Borovicka is just one of nearly a dozen people she kows in Queens who volunteer — there are likely dozens more.

At the high-tech Manhattan offices of Recording for the Blind & Dyslexic, books are pre-read, marked for recording, recorded, copied to special four-track audio tape, and distributed to the 2,731 members in New York City and Nassau County served by the group. Just last year, the group distributed 7,590 textbooks on tape to 85 schools in New York and Nassau.

“Our outreach in New York schools is just in its third year, but we’re really taking off,” Crupain said. “Sometimes we pitch ourselves to an individual school, other times to an entire school district.”

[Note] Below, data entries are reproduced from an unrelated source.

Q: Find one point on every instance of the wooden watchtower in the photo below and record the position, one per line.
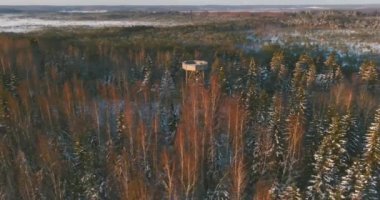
(195, 69)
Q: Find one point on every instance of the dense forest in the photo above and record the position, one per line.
(107, 114)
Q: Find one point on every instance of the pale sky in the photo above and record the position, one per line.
(183, 2)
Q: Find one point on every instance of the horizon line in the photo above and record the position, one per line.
(58, 5)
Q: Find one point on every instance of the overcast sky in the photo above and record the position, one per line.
(182, 2)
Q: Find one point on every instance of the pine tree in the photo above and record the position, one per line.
(350, 181)
(368, 185)
(368, 72)
(330, 160)
(168, 116)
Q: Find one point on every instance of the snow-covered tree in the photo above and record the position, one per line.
(168, 116)
(330, 160)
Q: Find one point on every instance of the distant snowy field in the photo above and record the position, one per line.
(14, 23)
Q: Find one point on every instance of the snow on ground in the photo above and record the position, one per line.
(23, 24)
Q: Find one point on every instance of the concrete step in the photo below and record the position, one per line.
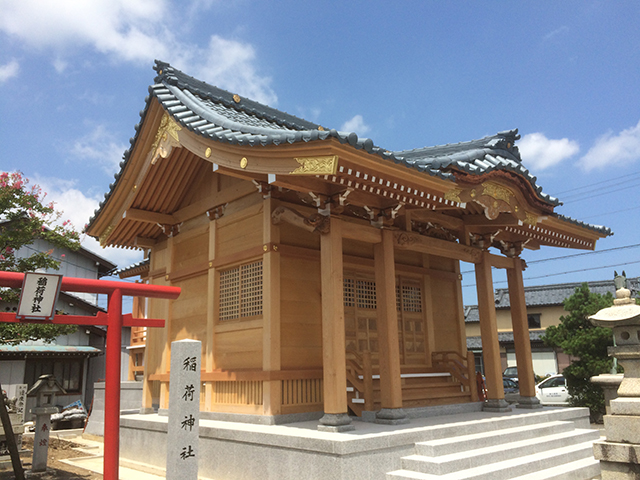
(478, 456)
(587, 468)
(446, 446)
(510, 421)
(508, 469)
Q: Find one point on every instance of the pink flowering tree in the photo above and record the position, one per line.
(24, 217)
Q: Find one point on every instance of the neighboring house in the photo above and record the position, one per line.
(544, 308)
(77, 360)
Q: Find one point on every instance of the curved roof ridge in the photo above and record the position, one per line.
(173, 76)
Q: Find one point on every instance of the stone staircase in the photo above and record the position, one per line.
(515, 447)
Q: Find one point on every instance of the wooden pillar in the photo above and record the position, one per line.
(520, 325)
(430, 330)
(209, 362)
(489, 335)
(155, 343)
(462, 330)
(390, 380)
(334, 360)
(166, 354)
(271, 360)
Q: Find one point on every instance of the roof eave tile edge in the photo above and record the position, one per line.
(123, 164)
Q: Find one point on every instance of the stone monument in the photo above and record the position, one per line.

According to Crupain, approximately 10 percent of the 1.1 million New York City schoolchildren have some kind of leaning disability. “Not every student with a learning disability needs our service, but many do,” she said.

When books are recorded, they are set onto four-track tapes, which require a special player that the member must purchase. With a one-time set-up fee for members of $50 and an annual fee of just $25 for relatively unlimited borrowing of any of the group’s titles, the service is an incredible bargain compared to other sources.

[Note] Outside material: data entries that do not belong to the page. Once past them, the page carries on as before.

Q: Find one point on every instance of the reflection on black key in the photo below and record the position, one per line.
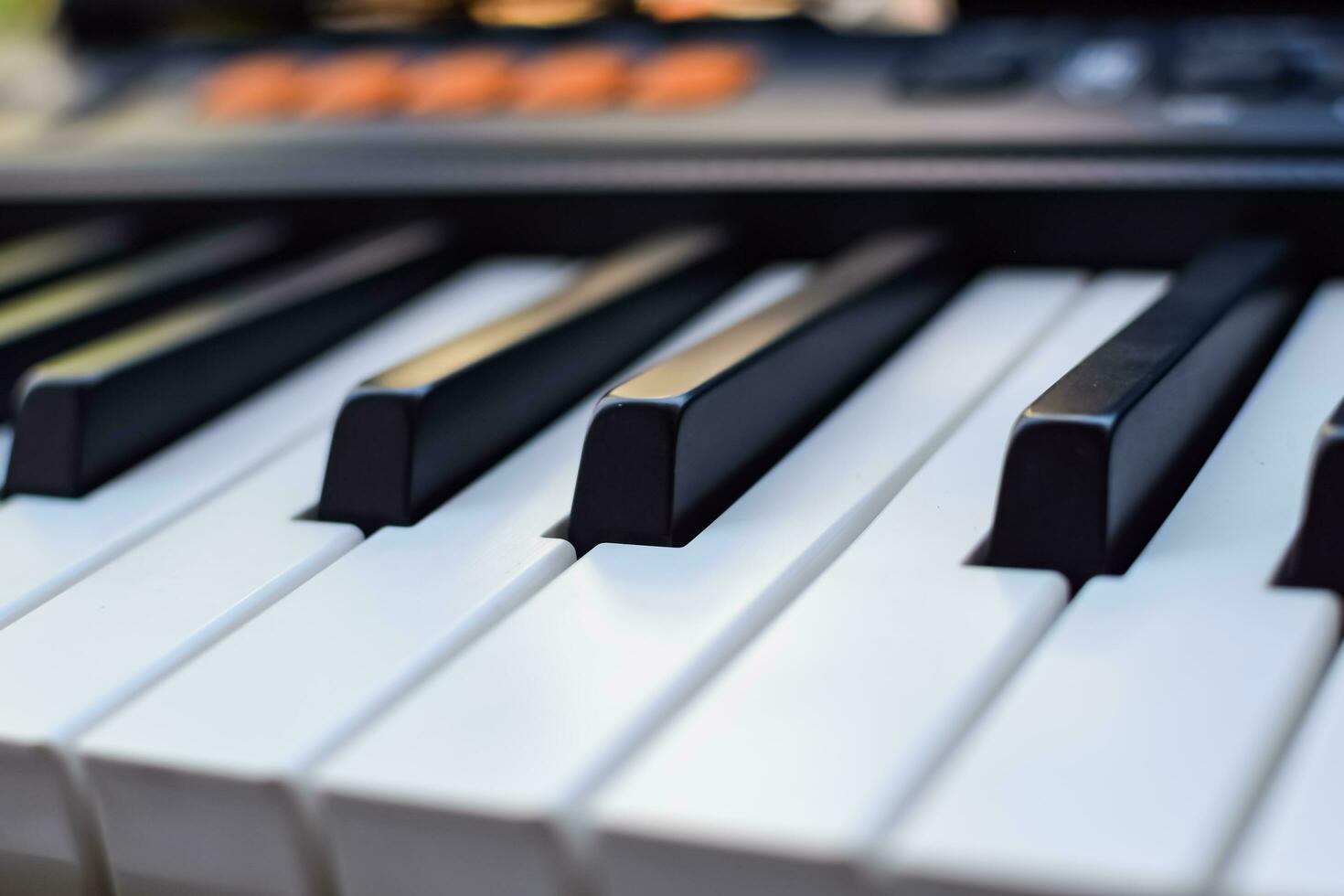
(96, 410)
(1316, 559)
(672, 448)
(69, 312)
(1097, 463)
(34, 260)
(413, 435)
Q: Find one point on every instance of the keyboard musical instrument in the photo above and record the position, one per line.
(515, 448)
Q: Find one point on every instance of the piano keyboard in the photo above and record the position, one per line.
(368, 564)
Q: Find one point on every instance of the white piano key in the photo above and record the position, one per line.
(1126, 752)
(48, 543)
(481, 774)
(1292, 847)
(200, 784)
(128, 624)
(780, 776)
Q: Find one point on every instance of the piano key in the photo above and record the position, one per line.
(1097, 463)
(1313, 560)
(669, 449)
(1292, 844)
(30, 261)
(778, 778)
(414, 434)
(50, 543)
(123, 627)
(1126, 752)
(187, 769)
(91, 412)
(62, 315)
(592, 666)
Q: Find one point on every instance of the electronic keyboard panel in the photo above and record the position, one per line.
(368, 563)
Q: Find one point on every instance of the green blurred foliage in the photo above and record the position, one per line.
(25, 15)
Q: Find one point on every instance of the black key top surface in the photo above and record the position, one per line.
(1316, 559)
(39, 324)
(672, 448)
(91, 412)
(1097, 463)
(413, 435)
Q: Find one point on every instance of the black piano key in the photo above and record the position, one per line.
(33, 260)
(672, 448)
(1097, 463)
(411, 437)
(1316, 559)
(73, 311)
(91, 412)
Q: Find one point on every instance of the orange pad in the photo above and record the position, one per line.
(253, 88)
(460, 83)
(571, 80)
(355, 85)
(691, 77)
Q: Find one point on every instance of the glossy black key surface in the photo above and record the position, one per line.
(413, 435)
(37, 258)
(42, 323)
(1097, 463)
(96, 410)
(1316, 559)
(672, 448)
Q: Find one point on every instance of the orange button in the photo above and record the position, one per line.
(261, 86)
(355, 85)
(571, 80)
(692, 76)
(460, 83)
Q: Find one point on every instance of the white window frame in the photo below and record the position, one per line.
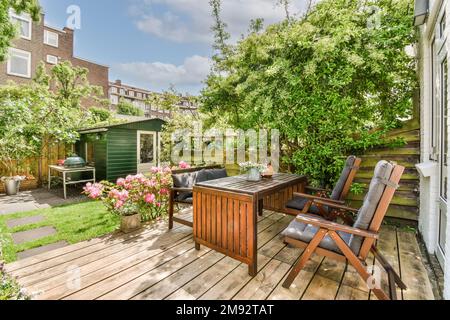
(50, 61)
(8, 64)
(24, 17)
(46, 37)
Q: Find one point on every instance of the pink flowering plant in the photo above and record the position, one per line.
(147, 195)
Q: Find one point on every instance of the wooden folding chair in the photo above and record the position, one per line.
(350, 244)
(306, 203)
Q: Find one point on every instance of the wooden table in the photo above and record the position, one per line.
(65, 171)
(225, 212)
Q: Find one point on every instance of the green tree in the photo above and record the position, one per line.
(221, 36)
(8, 30)
(100, 114)
(129, 109)
(332, 82)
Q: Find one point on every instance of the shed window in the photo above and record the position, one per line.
(89, 152)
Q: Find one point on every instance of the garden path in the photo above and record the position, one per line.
(33, 200)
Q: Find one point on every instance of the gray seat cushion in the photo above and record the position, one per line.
(339, 187)
(211, 174)
(305, 233)
(299, 203)
(366, 213)
(184, 180)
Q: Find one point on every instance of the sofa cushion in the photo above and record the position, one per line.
(184, 180)
(339, 187)
(211, 174)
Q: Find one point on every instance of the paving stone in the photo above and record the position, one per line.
(31, 235)
(39, 250)
(24, 221)
(17, 207)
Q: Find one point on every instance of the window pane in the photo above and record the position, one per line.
(51, 38)
(147, 148)
(19, 63)
(444, 123)
(23, 25)
(442, 230)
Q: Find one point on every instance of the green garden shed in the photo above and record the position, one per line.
(122, 149)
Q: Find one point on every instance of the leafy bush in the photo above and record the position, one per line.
(128, 109)
(326, 81)
(148, 196)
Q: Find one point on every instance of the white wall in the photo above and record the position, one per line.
(429, 198)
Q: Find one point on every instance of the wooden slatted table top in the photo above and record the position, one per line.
(239, 184)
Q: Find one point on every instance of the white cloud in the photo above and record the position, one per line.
(189, 21)
(159, 75)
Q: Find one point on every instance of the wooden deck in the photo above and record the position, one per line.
(156, 264)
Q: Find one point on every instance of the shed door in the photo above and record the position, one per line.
(146, 148)
(440, 88)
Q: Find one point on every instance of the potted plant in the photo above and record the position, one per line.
(253, 170)
(12, 184)
(135, 198)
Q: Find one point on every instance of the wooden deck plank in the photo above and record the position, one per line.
(301, 282)
(119, 279)
(130, 284)
(389, 246)
(60, 265)
(198, 286)
(165, 265)
(101, 269)
(202, 283)
(170, 284)
(326, 281)
(110, 239)
(260, 287)
(238, 278)
(414, 273)
(21, 267)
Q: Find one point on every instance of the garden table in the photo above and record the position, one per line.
(65, 171)
(226, 212)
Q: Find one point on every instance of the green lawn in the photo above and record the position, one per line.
(74, 223)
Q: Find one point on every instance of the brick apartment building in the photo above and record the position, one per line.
(139, 98)
(39, 42)
(136, 96)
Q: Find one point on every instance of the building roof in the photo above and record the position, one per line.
(98, 129)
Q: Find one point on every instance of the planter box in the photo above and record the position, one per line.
(24, 185)
(130, 223)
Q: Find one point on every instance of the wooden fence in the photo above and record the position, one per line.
(36, 169)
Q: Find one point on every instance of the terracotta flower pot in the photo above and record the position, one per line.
(130, 223)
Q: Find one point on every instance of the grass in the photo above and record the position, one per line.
(74, 223)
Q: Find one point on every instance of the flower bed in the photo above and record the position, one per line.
(147, 195)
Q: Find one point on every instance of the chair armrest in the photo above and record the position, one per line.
(317, 199)
(332, 226)
(182, 189)
(317, 189)
(335, 205)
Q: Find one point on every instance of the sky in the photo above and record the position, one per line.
(153, 44)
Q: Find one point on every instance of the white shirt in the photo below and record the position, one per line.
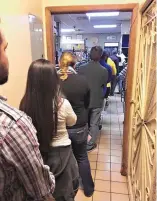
(123, 57)
(66, 117)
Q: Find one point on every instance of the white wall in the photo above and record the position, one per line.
(15, 24)
(36, 33)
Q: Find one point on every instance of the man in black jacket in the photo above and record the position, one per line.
(97, 77)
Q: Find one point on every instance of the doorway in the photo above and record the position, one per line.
(134, 8)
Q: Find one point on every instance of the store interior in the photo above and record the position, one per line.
(78, 33)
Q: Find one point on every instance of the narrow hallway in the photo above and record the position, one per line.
(106, 159)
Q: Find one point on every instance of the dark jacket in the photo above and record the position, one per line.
(116, 61)
(97, 77)
(76, 90)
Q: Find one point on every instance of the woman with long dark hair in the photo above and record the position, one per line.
(51, 114)
(76, 90)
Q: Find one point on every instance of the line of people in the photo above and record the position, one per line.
(45, 157)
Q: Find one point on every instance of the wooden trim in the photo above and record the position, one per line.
(146, 5)
(91, 8)
(49, 34)
(129, 92)
(76, 9)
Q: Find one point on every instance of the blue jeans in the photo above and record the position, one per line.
(94, 122)
(79, 145)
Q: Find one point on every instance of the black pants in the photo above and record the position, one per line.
(79, 146)
(113, 85)
(107, 92)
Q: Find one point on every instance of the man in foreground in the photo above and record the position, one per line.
(97, 77)
(23, 176)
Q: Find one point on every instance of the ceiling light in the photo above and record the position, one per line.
(105, 26)
(31, 18)
(67, 30)
(103, 14)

And the service is on the cusp of a major change.

“As of Sept. 3 we will launch as the first unit to go 100 percent digital,” Crupain said. “All of our new books will be available on CD format. We have slowly been putting all of our older audio tapes onto CD, as well.”

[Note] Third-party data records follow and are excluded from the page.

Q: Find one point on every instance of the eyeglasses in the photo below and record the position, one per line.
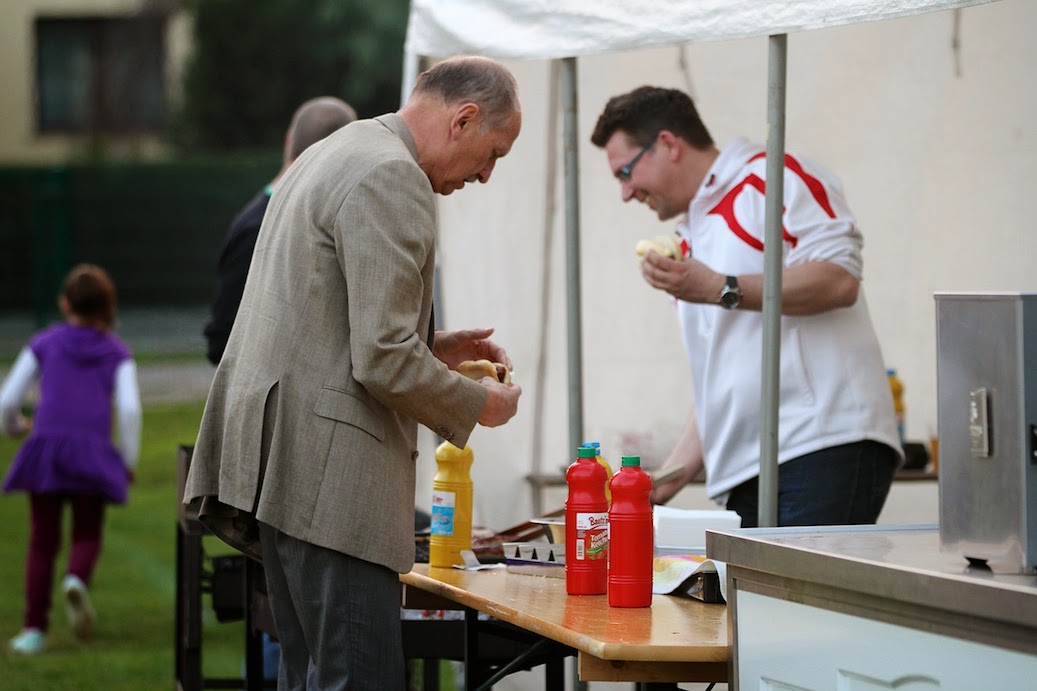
(623, 173)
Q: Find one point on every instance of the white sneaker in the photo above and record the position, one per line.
(29, 641)
(81, 616)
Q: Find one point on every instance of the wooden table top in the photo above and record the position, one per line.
(672, 630)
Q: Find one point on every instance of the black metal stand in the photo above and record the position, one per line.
(192, 582)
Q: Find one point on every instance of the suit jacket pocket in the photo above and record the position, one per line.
(342, 407)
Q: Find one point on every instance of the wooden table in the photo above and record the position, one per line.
(676, 639)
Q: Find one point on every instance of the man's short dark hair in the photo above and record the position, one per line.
(646, 111)
(315, 119)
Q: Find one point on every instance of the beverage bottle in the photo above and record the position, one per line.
(605, 464)
(897, 388)
(631, 536)
(586, 526)
(451, 524)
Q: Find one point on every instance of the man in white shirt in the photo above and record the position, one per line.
(838, 443)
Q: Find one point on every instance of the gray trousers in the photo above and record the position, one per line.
(337, 617)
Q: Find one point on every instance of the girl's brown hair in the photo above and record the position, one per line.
(90, 295)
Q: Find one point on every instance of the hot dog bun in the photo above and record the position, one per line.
(665, 245)
(478, 368)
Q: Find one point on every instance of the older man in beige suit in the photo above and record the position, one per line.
(307, 446)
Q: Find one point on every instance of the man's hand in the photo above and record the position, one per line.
(452, 348)
(688, 279)
(502, 403)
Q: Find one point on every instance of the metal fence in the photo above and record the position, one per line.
(156, 227)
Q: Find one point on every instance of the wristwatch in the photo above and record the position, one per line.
(730, 296)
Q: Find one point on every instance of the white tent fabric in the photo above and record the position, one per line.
(537, 30)
(543, 29)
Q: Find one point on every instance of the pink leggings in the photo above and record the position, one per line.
(45, 540)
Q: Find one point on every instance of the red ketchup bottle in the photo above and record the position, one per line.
(586, 526)
(631, 536)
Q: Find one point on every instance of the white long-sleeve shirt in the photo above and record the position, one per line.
(833, 387)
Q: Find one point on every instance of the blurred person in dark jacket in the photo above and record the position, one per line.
(312, 121)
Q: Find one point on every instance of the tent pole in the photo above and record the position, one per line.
(575, 340)
(777, 53)
(570, 146)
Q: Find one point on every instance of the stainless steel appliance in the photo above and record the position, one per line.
(986, 382)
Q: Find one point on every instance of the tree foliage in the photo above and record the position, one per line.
(254, 61)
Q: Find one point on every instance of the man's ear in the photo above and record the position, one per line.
(465, 117)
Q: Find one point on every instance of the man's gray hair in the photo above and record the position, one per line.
(472, 79)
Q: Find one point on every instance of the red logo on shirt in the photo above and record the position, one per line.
(725, 208)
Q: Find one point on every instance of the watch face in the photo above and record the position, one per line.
(731, 296)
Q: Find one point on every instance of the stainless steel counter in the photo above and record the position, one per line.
(896, 574)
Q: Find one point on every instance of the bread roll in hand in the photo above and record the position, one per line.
(478, 368)
(665, 245)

Though the audio tapes will still be available, the switch to digital — which does not use a standard-format compact disc — will increase the group’s ability to distribute books to its members. Downloading off the Internet is the next step, Crupain said.

There are two key components to the success of Recording for the Blind & Dyslexic, the first of which is fund-raising. According to the group’s 2000 annual report, nearly $11 million of its $40 million operating revenue was from direct contributions of money. A whopping $16 million was in donated services — the No. 1 component to the group’s success.

In 2000, there were 5,751 volunteers who contributed 426,511 hours of their time to assist the group — an average of less than 1 1/2 hours a week per volunteer.

And for such a small amount of time donated per volunteer, the impact is incredible. In that same year, 238,543 books were distributed to some 91,306 members, 29,113 of whom were elementary school students. There were 4,287 new books recorded that year, which is an incredible feat when all that goes into recording a book is considered.

Not all volunteers record and, frankly, not all are qualified to. The group does not settle on quality. In addition to readers, volunteers are needed as directors, bookmarkers, duplicators, checkers, office assistants, orientation leaders, speaker’s bureau presenters and educational outreach volunteers.

Volunteering, even for some of the most technical, computer-based digital recording positions, is not that hard. “If you’re even the least bit computer-friendly it won’t be a problem,” Crupain said.

In addition to the Manhattan address, if a life over 50 takes you out to Lenox or Williamstown, Mass., New Haven, Conn., or Princeton, N.J., centers for Recording for the Blind & Dyslexic can be found there as well.